Intanto che si raccontava, fuori pioveva o nevicava, chi lo sa. I contadini a causa del maltempo stavano in paese, così altre volte capitava di sentire altri tipi di racconti, che non ricordo per intero ma solo qualche frammento, tipo:
la processione che era andata per la campagna, nel campo di grano, e poi uno della processione aveva trovato una volpe che aveva nascosto nel grano;
del prete che era stato punto dalla civetta messa a sua insaputa nel tabernacolo;
di Cadalbenzio che a un certo momento dovette sfidare il mostro, e tutti quanti cercavano di trattenerlo perché aveva famiglia e non poteva rischiare di farsi ammazzare dal mostro e gli dicevano in coro: “Arrète Cadalbenzje ca tiéne na morra re figlje femmene. Ma Cadalbenzje…..” insomma andò a sfidare il mostro;
del sagrestano nascosto dietro il confessionale che si rivolge al fedele facendo finta che a parlare è la divinità;
di quelli che vanno in casa della vedova a portare “lu cùnzule”, cioè il pranzo che veniva offerto ai parenti del congiunto defunto (racconto che, chissà perché, divertiva in modo particolare e non si finiva mai di narrarlo).

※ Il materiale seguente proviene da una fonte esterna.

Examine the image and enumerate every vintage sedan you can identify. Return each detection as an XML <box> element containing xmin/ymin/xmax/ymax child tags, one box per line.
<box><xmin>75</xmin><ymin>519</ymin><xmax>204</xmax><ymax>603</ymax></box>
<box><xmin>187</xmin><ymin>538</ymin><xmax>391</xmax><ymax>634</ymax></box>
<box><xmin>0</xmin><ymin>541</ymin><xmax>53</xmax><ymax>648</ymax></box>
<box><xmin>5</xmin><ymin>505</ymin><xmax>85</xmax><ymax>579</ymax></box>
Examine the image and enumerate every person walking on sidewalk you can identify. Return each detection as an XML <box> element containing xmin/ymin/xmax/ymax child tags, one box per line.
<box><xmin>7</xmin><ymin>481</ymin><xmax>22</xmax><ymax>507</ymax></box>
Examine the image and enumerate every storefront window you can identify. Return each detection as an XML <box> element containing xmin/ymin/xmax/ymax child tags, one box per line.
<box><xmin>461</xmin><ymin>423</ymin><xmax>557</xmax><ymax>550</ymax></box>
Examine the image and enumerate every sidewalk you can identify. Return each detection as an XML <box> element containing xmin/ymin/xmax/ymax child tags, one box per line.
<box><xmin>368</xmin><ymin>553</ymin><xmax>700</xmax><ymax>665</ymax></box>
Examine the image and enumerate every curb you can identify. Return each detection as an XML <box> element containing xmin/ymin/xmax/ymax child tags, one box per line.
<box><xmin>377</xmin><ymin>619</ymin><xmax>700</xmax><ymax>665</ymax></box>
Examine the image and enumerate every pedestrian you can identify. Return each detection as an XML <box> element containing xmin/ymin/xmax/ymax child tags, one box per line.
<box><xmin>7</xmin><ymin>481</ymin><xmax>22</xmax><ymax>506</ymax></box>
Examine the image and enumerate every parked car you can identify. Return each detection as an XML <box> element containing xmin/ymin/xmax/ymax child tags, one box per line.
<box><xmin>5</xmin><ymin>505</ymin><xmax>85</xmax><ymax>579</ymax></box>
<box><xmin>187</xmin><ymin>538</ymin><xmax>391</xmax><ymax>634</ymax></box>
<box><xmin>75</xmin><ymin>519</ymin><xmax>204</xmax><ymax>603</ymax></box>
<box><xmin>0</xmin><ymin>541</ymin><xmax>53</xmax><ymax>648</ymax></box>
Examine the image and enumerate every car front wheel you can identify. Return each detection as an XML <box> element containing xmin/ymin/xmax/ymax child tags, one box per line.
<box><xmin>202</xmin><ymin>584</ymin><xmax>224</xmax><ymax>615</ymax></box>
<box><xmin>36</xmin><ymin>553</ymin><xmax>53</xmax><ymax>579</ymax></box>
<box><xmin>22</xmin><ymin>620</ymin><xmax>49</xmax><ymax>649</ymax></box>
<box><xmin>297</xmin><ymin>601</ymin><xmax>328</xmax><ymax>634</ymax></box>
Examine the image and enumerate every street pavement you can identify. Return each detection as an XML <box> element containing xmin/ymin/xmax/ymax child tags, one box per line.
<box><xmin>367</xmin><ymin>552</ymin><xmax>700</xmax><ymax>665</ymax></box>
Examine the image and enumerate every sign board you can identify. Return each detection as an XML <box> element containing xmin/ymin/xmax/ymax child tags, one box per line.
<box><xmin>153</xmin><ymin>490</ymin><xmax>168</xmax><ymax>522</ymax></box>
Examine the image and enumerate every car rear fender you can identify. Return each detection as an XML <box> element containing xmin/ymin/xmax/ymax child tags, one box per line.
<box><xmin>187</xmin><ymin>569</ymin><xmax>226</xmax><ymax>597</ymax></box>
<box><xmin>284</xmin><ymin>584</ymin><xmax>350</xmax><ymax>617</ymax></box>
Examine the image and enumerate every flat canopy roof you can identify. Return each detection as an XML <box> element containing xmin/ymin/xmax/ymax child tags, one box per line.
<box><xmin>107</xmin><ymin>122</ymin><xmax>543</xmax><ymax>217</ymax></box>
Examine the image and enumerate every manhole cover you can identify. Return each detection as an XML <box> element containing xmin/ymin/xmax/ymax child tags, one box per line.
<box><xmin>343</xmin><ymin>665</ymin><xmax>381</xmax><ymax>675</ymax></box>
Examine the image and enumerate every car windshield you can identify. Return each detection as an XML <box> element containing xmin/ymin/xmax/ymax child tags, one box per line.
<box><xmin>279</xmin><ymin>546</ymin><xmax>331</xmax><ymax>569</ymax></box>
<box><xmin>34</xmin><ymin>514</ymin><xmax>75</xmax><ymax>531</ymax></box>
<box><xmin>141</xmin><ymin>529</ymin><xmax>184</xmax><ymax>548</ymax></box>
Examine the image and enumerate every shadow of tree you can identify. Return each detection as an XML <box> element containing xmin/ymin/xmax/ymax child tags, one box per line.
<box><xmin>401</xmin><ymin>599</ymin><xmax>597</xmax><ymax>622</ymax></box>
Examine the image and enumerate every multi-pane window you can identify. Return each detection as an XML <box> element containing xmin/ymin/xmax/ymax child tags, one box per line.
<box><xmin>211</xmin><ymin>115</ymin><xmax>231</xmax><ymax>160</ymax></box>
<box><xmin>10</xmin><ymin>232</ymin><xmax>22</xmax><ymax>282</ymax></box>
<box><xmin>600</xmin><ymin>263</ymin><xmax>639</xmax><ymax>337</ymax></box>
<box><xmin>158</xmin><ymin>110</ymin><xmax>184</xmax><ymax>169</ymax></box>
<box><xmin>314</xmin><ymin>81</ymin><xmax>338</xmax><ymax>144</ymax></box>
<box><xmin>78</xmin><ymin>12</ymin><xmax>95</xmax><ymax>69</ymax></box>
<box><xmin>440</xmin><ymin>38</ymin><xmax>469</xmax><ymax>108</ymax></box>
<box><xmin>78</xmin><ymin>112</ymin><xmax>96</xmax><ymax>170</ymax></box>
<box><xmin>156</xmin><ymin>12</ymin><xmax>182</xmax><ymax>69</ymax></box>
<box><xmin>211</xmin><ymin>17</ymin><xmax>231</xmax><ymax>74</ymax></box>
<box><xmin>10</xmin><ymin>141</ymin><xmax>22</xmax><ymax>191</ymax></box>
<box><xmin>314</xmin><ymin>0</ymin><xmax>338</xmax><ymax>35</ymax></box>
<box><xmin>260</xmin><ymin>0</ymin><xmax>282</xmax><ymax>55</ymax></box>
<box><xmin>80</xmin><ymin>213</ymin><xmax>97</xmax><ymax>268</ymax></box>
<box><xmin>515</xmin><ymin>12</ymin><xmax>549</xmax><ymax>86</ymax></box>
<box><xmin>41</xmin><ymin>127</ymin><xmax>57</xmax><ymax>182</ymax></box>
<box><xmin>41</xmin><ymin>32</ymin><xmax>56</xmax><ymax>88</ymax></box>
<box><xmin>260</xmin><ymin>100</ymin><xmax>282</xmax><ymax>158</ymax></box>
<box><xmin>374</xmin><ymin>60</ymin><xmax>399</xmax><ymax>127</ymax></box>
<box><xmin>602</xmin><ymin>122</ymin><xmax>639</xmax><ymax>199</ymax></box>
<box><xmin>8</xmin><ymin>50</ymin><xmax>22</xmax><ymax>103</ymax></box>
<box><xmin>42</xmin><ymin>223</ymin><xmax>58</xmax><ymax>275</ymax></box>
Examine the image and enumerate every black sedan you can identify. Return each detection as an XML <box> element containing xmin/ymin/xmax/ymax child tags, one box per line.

I paesani di allora erano dissacranti. Ironizzavano su tutto, persino su avvenimenti che occorreva prendere sul serio. La società contadina si reggeva sul racconto: si lavorava, si mangiava, si stava insieme e intanto una colonna sonora faceva da sfondo, quella di raccontare. Molti racconti sono stati dimenticati, ma spaziavano da episodi relati al paese amico-nemico confinante, Accadia, i cui abitanti venivano descritti con aria canzonatoria, a quelli relativi al clero, che, rivestendo a quel tempo la sua autorità, veniva preso di mira con la satira sconfinando a volte persino nella blasfemia.
D’estate invece, anziché raccontare, succedeva che la sera in via Le Grazie, con il giovane vicino di casa che imbracciava la chitarra e riunitosi il gruppo di ragazze, non si faceva altro che cantare le canzoni del momento. E si continuava fino a tardi. Allora ci si divertiva con poco. Non c’era ancora la televisione.
Quello che non veniva mai a casa era ze Vetucce, anche se abitava nella porta affianco, più vicino al carcere. Ze Vetucce, sebbene l’atteggiamento comune era privo di tenerezze, lui al contrario era delicato, amabile e tollerante. Infatti quando noi ragazzi andavamo a casa sua (un sottano con grotta umido odoroso di vinaccia), lui era pronto a farci muovere la leva de “lu stringeture” (il torchio), che non era facile spingere perché occorreva la forza per far saltare il dente di ferro (al che si produceva il caratteristico suono). Ze Vetucce non si spazientiva mai. Nelle notti d’inverno aveva la tosse. Dalle case vicine lo si sentiva tossire tutta la notte, come si sentivano i rintocchi dell’orologio della piazza. Quando gli dicevano di andare dal medico, lui rispondeva:
“Eh lu miéreche. Adda passè.”
E infatti la tosse non passava mai.
Nicola, fratello di nonna Maria Malgieri, sarto, nato nel 1870, era emigrato negli Stati Uniti nel 1904. Abitò a Brooklyn senza mai far ritorno in Italia. Infine nel 1925 scrisse una lettera alla sorella Maria dicendosi intenzionato a venire a stare qualche giorno a Sant’Agata con la sua numerosa famiglia, ma si preoccupava se sarebbe riuscito a trovare posto almeno in un albergo. Nonna lo rassicurò che comunque avrebbe cercato di sistemarli a casa sua. E poi di alberghi ce n’erano quattro: l’albergo del Moro, del Sole, dell’Ordine e Stella Polare. Col treno Nicola sarebbe sceso a Savignano-Greci (dove avrebbe trovato la vettura) che distava da Sant’Agata 38 chilometri, e non a Foggia che distava 66 chilometri. Nicola venne al paese e lo accompagnarono a vedere tutti i posti possibili. Poi dissero che non aveva fatto altro che piangere.